3. Step 3: Smallest unvisited is B (5). Neighbor is C.
- Distance to C through B is \( 5 + 2 = 7 \).
- Is 7 smaller than the current distance to C (10)? Yes! Update C to 7.
- Distances: A=0, B=5, C=7. Mark B visited.
4. Step 4: Only C is left. Mark it visited. The shortest path from A to C is 7.
Key Takeaway:
Dijkstra's is a "greedy" algorithm—at every step, it makes the choice that looks best right now (the smallest distance) to ensure it finds the mathematically perfect shortest path by the end.
Applications of Shortest Path Algorithms
In your exam, you might be asked where this is actually used. Here are the big ones:
1. Satellite Navigation Systems (GPS): Finding the shortest or fastest driving route between two locations.
2. Network Routing: On the internet, routers use Dijkstra-like algorithms to find the fastest way to send your data packets to their destination.
3. Social Networks: Suggesting "people you may know" by finding the shortest path of connections between users.
4. Logistics: Planning flight paths for airlines or delivery routes for courier companies to save fuel and time.
Did You Know?
Edsger Dijkstra, the computer scientist who created this, supposedly thought of the algorithm in just 20 minutes while sitting at a cafe with his fiancée! He didn't use a pen or paper; he just thought it through in his head because he wanted to prove how simple it could be.
Common Mistakes to Avoid
- Forgetting to add weights: When updating a neighbor, remember you must add the distance of the current node to the edge weight. Don't just look at the edge weight alone!
- Visiting the wrong node next: Always pick the node with the smallest total distance from the start, not just any neighbor.
- Updating to a larger number: Only update a node's distance if the new path you found is shorter than the one already written down.
Section Summary
Optimisation: Making an algorithm as efficient as possible (e.g., finding the shortest path).
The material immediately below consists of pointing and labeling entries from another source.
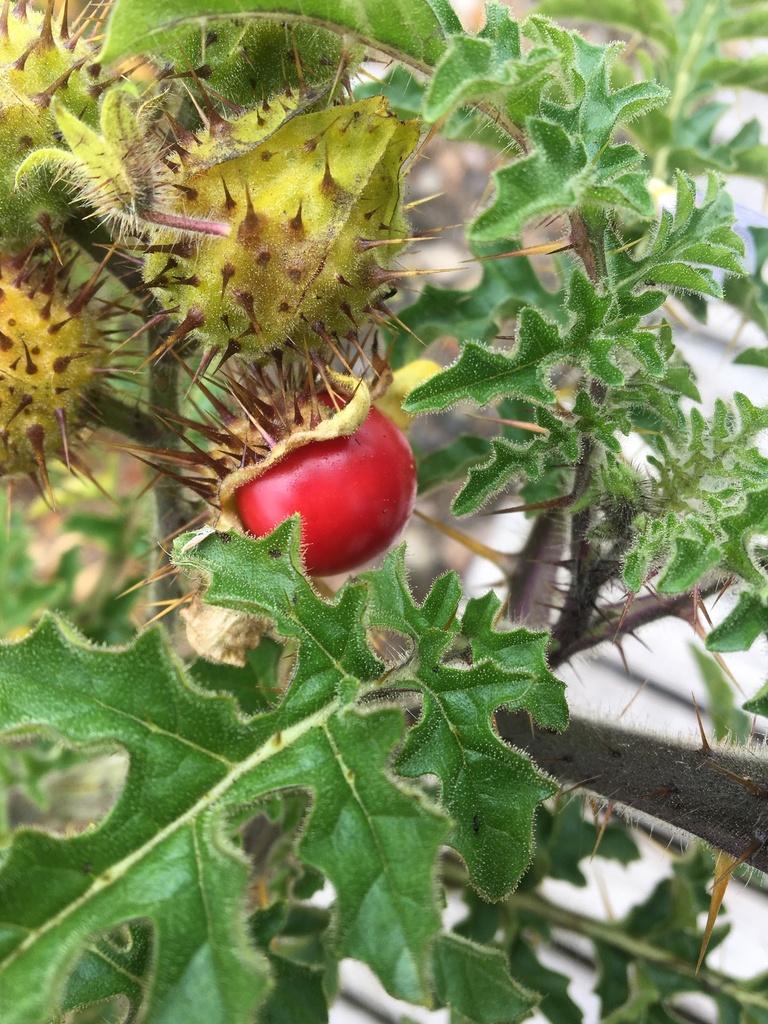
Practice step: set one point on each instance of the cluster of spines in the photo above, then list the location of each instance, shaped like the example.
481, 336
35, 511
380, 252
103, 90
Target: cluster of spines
40, 60
282, 270
51, 345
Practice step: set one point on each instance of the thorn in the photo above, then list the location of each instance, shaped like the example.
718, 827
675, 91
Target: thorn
195, 224
634, 696
296, 223
64, 30
45, 39
60, 415
229, 204
249, 229
194, 320
328, 185
36, 437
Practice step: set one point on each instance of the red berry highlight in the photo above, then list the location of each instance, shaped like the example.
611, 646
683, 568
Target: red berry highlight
354, 496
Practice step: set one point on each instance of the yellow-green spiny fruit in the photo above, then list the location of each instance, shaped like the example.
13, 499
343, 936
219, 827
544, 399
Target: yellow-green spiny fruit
307, 214
39, 61
50, 344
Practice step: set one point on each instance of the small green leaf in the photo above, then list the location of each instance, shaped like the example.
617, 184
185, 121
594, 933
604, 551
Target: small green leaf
744, 73
489, 67
466, 670
410, 30
650, 19
687, 246
451, 463
474, 981
726, 718
741, 627
482, 375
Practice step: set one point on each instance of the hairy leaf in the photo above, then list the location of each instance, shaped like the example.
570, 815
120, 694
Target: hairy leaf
474, 982
164, 853
410, 30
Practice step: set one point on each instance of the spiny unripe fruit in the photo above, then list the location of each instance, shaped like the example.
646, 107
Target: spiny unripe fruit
307, 212
38, 62
49, 346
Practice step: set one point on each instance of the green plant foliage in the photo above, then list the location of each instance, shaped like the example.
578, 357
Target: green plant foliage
411, 31
349, 737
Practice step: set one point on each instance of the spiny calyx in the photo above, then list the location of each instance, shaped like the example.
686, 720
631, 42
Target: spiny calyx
314, 216
40, 65
50, 343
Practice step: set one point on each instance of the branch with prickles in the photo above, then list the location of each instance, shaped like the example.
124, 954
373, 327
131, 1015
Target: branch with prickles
719, 794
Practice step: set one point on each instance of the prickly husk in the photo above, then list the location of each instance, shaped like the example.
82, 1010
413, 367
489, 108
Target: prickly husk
311, 202
39, 60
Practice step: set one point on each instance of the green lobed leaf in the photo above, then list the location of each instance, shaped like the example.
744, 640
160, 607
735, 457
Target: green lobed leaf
410, 30
466, 670
744, 73
741, 626
164, 853
556, 1005
551, 179
759, 704
751, 295
506, 286
650, 19
727, 720
489, 67
451, 463
481, 375
474, 981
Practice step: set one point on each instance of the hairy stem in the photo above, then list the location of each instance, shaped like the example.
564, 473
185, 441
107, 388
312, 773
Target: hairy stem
611, 935
718, 794
620, 620
530, 584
Dijkstra’s Algorithm: Finds the shortest path from a start node to all other nodes in a weighted graph.
Greedy approach: It always picks the "cheapest" unvisited node to explore next.
Real-world use: GPS, internet routing, and logistics.
Don't worry if this seems tricky at first! The best way to master Dijkstra's is to grab a piece of paper, draw a few circles and lines with numbers, and try to trace the steps yourself. You'll be a pro in no time!